Italia, vola il lavoro. I dati Inps parlano chiaro: le assunzioni tornano ad aumentare anche rispetto al periodo pre-Covid. I numeri diffusi dagli analisti dell’Osservatorio sul precariato presso l’Istituto nazionale della previdenza sociale affermano che, nel 2023, ci sono state poco meno di 8,2 milioni di assunzioni da parte di datori di lavoro privati. Il trend, rispetto all’anno precedente, fotografa un aumento dello 0,3%. Si tratta di livelli che restano, comunque, superiori a quelli registratisi nel 2019 quando la pandemia era ancora più uno scenario da romanzo fantasy che una triste realtà.
La notizia più interessante che emerge dalla lettura del report riguarda l’aumento dei posti fissi. Rispetto ai numeri che si erano registrati alla fine del 2019, a dicembre ’23 c’erano poco meno di 1,1 milioni di lavoratori a tempo indeterminato. Per le altre tipologie contrattuali, e nello stesso arco temporale di quattro anni, l’aumento è stato più limitato attestandosi a poco meno di 500mila contratti in più (per la precisione 497mila). È naturalmente il Nord a trainare, ancora, il Paese. Qui il 73% dei lavoratori ha un contratto a tempo indeterminato a differenza di quanto accade nel Sud dove, invece, rappresentano questi lavoratori il 64% dell’intera platea.
Ma non è tutto. C’è un dato da valutare, se si parla di lavoro in Italia, che non è banale. E riguarda il saldo tra le nuove posizioni e le cessazioni. Per la precisione, i nuovi contratti di assunzione, a tutto dicembre ’23, sono stati 8.175.000. Mentre, al contrario, sono terminati 7.652.000 rapporti di lavoro. Un numero, questo, che risulta in calo di un punto percentuale rispetto a quello registratosi nel 2022. Il saldo, dunque, è più che positivo. E si attesta a 523mila posizioni in attivo. Di queste, ben 396mila riguardano lavoratori assunti a tempo indeterminato. Per gli altri contratti, invece, si registra un saldo importante da 127mila unità, di cui 58mila a tempo determinato, 33mila per gli intermittenti, 26mila riguardo gli apprendisti, 8mila per i somministrati e 3mila in più per gli stagionali.

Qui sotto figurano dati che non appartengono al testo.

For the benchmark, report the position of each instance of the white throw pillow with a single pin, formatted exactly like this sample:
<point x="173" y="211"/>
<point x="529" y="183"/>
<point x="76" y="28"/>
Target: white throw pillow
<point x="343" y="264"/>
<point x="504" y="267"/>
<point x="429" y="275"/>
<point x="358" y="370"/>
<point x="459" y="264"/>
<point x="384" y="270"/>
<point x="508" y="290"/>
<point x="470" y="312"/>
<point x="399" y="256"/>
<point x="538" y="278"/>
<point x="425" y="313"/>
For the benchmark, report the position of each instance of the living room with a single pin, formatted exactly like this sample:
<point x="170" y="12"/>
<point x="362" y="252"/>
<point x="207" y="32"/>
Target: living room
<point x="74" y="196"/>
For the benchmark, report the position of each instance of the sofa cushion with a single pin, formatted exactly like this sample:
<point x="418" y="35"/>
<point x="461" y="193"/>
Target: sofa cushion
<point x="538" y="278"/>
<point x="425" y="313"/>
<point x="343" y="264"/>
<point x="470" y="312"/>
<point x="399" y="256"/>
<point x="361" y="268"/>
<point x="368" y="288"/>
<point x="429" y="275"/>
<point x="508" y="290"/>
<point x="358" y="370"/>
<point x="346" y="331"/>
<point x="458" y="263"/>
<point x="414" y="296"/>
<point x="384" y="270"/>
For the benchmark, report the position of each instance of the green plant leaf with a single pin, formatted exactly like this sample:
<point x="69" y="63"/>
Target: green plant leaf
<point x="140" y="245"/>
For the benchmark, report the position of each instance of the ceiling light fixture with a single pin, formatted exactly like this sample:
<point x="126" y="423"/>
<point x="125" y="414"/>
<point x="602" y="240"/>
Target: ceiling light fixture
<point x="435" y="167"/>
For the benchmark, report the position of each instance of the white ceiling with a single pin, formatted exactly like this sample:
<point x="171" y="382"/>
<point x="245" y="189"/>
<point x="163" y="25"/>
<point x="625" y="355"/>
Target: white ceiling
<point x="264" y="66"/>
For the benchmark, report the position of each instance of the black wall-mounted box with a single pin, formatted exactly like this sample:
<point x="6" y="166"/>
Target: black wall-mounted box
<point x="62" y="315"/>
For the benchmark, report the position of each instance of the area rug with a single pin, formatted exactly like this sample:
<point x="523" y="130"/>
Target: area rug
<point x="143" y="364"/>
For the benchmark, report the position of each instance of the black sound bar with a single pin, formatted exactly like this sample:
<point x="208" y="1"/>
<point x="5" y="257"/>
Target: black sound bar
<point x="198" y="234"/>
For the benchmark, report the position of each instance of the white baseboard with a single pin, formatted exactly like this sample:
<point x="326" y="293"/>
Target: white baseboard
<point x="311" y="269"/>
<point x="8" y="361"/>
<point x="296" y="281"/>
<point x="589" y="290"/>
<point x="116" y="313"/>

Stando, inoltre, a quanto riporta l’Osservatorio Inps sul Precariato, hanno segnato, rispetto al 2022, un aumento delle assunzioni le categorie del lavoro intermittente (+5%), del tempo determinato (+3 per cento) e gli stagionali (che sono saliti dell’uno per cento). Viceversa, segnano il passo i contratti di apprendistato (-5%), quelli in somministrazione (la flessione tocca i sei punti percentuali) e i rapporti a tempo indeterminato (-3%). Per quanto riguarda gli apprendistati, si registra un dato in netta “perdita” che però è spiegabile con gli effetti della pandemia. In pratica, l’Osservatorio Inps sul precariato ha rivelato che le conferme dei contratti di apprendistato, dopo lo spirare dei tre anni, sono in diminuzione di circa il 15 per cento rispetto al 2022. Questo è accaduto, però, perché nel 2020, in piena bufera Covid, alle prese con lockdown, zone di ogni colore, mascherine e limitazioni per motivi sanitari, si registrò una flessione di questo tipo di contratti. Insomma, tutto era nelle attese degli analisti.
Le trasformazioni da tempo determinato nel corso del 2023 sono risultate circa 788mila. Una cifra importante, in netto aumento rispetto al 2022. Stando agli analisti Inps, infatti, il trend è del +4%. Un andamento, questo, ritenuto superiore anche ai valori che si erano registrati nel 2019, prima che il Covid invadesse e rivoluzionasse la nostra esistenza e, chiaramente, anche la nostra economia. Il lavoro in Italia, dunque, non va così male. E gli analisti Inps sottolineano l’effetto positivo che è stato esercitato da alcuni provvedimenti in materia. A cominciare da Decontribuzione Sud, la misura che si conferma come l’agevolazione di maggiore impatto per quanto riguarda l’impatto “numerico” degli interessati. Solo nel 2023, il ricorso a Decontribuzione Sud è salito del 6% mentre Esonero Donne è aumentata di un punto percentuale. Balzo in avanti importante per Esonero Giovani che ha messo a referto un importante +26%.